If HTS seeks to replicate the Salvation Government’s model of governance across Damascus and other former regime-controlled areas, the results could be disastrous. Given the northwest's experience, such a move is unlikely to inspire public trust or deliver the accountability Syrians demand. Without participation from a broad base of the public, HTS risks perpetuating the very grievances that ignited the Syrian uprising in the first place.

Meanwhile, despite the lightning pace of developments on the ground, the international community remains conspicuously absent. From conversations during my recent visit to major capitals in Europe, there is clearly much hesitation when it comes to adopting a more active role in supporting Syria after Assad’s fall. The officials I spoke with gave the impression that they are in wait-and-see mode, observing how HTS and Jolani behave before deciding on next steps. They were focussed on HTS’s treatment of minorities, women’s rights, the group’s stance toward Israel and its willingness to allow refugees to return. But while states in the region and elsewhere are understandably cautious, their inaction is costly.

Saturday’s diplomatic summit in Jordan, which included countries in the region alongside the United States and the United Nations, offered a glimmer of hope that the momentum is shifting. A joint statement supporting the implementation of UN Security Council Resolution 2254—a roadmap for Syria’s political transition—signalled a renewed commitment to stabilising the country. However, HTS is creating a reality on the ground that is increasingly disconnected from the UN-led process.

Jolani has expressed a desire for the group to be delisted as a terror organisation and recognised as a political actor. This ambition gives regional and international powers critical leverage. By engaging cautiously with HTS, the international community can pressure the group to commit to an inclusive, democratic transition that extends beyond its rhetoric. However, such engagement must come with firm conditions: HTS cannot monopolise the process, sideline other Syrian actors or unilaterally impose its model of governance.

The stakes could not be higher. The decisions made in the coming weeks will shape Syria’s trajectory for generations.

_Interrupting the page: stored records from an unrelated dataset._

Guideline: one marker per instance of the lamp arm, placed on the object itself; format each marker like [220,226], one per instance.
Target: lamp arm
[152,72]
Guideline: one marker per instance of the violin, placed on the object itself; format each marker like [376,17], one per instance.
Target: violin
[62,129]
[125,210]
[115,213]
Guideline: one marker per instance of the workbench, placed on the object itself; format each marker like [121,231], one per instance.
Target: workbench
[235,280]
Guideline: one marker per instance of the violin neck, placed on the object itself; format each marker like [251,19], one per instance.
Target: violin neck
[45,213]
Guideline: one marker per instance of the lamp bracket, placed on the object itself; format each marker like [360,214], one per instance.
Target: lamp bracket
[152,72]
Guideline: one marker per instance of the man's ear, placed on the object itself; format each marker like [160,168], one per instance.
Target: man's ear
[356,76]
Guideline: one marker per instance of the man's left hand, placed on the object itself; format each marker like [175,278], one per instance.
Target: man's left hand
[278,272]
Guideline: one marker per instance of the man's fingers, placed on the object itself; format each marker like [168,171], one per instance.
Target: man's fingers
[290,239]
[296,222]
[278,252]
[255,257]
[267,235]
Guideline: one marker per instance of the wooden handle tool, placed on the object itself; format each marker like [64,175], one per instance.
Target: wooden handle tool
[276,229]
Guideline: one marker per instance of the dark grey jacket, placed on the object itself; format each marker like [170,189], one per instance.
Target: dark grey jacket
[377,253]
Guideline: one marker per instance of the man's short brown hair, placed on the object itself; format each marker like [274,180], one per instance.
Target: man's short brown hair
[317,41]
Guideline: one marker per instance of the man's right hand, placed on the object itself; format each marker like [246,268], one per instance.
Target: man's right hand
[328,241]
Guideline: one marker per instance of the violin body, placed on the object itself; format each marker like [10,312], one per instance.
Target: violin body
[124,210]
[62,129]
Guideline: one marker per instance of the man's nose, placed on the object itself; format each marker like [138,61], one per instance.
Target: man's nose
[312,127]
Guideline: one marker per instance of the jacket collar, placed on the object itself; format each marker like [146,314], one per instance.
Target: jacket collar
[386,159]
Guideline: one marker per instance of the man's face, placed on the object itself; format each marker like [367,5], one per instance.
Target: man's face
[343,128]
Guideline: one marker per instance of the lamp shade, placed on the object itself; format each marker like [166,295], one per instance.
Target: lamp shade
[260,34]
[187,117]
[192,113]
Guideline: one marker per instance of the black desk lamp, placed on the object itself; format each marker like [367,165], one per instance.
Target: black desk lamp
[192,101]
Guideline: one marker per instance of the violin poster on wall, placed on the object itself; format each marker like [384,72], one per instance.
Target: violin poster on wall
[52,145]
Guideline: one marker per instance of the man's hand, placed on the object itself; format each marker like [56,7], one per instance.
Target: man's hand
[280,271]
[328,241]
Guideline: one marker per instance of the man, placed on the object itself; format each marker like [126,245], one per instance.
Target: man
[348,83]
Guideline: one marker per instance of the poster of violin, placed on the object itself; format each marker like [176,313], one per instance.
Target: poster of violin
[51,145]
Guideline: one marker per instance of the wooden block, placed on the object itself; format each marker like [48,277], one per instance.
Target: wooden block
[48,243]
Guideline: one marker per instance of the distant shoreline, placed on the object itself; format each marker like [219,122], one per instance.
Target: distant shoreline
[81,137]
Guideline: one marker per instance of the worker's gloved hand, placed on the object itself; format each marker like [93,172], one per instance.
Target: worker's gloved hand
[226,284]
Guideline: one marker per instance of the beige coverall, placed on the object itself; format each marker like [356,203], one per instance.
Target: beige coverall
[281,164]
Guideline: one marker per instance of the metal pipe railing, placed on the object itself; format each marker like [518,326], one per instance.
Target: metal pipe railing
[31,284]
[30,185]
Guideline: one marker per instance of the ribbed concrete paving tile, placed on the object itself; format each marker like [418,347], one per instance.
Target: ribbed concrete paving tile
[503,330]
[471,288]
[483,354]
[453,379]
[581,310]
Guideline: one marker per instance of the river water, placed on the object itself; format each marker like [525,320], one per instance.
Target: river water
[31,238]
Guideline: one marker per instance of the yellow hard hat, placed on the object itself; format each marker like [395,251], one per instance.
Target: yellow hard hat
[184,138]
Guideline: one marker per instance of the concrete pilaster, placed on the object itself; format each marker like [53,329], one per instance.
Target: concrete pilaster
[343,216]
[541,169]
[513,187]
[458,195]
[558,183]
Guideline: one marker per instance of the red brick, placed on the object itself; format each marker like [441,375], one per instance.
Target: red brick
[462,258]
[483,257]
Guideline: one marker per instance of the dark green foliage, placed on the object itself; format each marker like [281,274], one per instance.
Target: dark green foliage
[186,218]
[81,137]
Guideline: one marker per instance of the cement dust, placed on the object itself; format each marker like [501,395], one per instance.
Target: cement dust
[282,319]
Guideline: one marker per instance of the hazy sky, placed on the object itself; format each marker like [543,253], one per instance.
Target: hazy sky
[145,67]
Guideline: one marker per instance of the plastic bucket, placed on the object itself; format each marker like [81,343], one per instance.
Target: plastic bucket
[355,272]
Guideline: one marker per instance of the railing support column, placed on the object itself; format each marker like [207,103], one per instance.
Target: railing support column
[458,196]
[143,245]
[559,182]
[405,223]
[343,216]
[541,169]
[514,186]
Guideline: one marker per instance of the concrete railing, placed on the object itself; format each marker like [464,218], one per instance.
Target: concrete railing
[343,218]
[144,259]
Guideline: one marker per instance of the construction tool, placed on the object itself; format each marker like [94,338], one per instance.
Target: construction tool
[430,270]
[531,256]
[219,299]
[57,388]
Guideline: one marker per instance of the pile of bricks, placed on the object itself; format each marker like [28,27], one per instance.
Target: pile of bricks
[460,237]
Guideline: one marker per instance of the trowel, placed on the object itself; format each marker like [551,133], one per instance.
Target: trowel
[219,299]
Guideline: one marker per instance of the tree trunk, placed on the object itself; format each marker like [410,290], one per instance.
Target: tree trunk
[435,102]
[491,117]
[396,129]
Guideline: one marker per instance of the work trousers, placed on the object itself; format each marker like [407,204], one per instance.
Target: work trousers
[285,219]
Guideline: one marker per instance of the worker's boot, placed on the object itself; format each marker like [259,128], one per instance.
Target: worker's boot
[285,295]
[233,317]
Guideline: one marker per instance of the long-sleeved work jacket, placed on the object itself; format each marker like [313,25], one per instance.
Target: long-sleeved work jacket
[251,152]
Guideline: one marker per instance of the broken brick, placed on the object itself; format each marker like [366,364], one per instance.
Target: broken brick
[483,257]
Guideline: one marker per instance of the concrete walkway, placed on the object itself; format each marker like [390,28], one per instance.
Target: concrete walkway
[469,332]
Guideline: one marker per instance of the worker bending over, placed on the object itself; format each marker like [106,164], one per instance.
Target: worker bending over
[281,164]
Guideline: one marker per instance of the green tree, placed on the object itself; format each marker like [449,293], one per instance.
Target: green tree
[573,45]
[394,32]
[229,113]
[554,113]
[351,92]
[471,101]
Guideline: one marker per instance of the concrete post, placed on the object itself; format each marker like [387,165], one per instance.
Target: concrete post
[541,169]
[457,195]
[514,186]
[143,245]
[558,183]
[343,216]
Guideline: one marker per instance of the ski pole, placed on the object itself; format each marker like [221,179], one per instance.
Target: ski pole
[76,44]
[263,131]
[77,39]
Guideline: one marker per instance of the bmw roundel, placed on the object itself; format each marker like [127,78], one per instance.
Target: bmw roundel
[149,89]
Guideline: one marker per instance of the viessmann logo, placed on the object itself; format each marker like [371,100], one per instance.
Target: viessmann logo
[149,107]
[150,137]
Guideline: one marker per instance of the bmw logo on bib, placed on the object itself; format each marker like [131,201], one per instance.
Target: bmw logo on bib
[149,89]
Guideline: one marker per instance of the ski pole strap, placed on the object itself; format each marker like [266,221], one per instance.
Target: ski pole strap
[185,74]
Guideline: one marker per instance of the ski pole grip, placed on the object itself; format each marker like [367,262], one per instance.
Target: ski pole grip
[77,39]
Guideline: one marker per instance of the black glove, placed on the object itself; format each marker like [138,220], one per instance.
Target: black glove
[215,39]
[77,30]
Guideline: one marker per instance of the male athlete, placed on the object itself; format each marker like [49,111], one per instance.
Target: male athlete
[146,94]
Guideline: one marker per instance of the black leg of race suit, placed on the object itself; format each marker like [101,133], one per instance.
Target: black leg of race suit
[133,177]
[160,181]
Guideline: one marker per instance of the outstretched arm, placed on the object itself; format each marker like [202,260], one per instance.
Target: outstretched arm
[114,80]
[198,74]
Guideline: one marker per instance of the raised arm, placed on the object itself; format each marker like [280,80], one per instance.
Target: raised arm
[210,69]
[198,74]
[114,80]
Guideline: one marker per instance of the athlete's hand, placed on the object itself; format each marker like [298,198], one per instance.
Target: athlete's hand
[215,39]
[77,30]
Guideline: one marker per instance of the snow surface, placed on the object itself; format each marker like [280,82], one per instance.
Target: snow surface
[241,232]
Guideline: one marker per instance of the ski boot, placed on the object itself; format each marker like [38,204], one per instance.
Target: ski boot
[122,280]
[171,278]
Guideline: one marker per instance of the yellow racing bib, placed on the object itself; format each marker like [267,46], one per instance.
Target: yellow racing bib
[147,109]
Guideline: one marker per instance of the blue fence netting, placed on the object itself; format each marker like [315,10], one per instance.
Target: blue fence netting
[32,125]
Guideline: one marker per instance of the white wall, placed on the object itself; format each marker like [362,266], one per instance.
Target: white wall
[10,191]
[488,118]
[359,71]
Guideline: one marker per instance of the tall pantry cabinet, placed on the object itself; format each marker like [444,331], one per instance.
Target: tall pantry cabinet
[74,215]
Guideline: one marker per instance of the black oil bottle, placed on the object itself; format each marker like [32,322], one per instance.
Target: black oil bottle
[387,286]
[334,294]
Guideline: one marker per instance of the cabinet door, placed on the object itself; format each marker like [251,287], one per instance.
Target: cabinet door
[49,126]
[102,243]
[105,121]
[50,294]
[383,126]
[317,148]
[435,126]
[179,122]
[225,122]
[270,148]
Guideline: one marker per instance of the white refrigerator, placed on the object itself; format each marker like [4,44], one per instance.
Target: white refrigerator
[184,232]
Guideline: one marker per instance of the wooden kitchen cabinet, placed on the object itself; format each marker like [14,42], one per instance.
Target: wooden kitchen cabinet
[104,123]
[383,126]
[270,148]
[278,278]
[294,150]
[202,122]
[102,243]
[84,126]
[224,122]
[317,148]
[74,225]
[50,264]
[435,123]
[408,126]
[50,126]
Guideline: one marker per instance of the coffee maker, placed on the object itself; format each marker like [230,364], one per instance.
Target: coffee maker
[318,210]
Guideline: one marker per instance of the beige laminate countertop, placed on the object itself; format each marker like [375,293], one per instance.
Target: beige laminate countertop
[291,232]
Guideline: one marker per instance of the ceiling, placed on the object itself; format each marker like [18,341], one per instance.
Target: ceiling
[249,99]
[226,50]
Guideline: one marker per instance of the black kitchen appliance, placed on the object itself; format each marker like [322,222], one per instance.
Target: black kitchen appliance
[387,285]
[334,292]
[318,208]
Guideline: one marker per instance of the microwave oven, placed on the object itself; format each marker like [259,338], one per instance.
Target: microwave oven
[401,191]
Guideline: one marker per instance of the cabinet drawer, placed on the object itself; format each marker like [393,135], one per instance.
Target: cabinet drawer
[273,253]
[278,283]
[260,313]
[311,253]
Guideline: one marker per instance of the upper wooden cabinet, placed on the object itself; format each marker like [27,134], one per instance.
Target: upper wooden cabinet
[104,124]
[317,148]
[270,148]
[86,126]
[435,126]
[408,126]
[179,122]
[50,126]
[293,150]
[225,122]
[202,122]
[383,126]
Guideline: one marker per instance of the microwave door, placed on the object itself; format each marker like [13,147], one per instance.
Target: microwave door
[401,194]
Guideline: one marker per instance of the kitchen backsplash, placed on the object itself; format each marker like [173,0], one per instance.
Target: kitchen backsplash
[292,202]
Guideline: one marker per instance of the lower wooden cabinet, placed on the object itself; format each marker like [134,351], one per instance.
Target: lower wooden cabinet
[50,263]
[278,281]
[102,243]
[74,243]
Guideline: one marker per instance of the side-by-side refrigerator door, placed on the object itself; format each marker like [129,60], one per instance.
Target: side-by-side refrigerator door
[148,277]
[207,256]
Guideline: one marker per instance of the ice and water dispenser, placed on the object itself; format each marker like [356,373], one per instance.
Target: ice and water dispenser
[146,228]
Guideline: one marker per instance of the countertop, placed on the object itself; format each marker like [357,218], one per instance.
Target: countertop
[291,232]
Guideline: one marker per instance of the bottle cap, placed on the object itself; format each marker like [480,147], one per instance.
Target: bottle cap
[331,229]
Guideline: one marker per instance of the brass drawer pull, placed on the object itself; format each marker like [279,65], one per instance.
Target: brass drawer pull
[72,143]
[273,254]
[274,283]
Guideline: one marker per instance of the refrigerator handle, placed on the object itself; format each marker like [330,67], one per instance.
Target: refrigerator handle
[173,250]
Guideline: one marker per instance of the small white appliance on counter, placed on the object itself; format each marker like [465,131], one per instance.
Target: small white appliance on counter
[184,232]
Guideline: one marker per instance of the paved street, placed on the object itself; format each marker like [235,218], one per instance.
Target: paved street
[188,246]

The international community must seize this historic opportunity to support a transition that is democratic and transparent. Such an effort would not only honour the sacrifices of millions of Syrians during years of war, but also lay the foundation for lasting peace and stability.

The ripple effects of Syria’s turmoil would extend far beyond its borders, threatening regional security. Continued instability could lead to groups—including the likes of Isis—using Syria as a base for launching attacks against other countries. Another wave of fighting in Syria could force those who have recently returned to the country to flee abroad once more. It could also drive out those who remained in Syria throughout the 13 years of conflict. This would create new waves of refugees.

It's not too late. A first step would be to send a clear message to HTS that the mandate of the interim government should not extend beyond March. Likewise, HTS should be pressured to clarify that this government will focus only on facilitating essential functions and services; it should not make any long-term changes, including constitutional reform. At the same time, international actors who care about the country should start engaging with all Syrian actors and facilitating meetings between them to agree on next steps, including the composition and mandate of the inclusive transitional body that should lead the country after March. Likewise, Syrian groups need help to start an inclusive process of constitutional amendment. Anything less would be a betrayal of their sacrifices—and a failure of global responsibility.

There is now a rare opportunity to transform Syria’s darkest chapter into the beginnings of a brighter future. The world must act decisively—not as passive spectators but as committed partners. This will help Syrians build a nation defined by justice, stability and hope.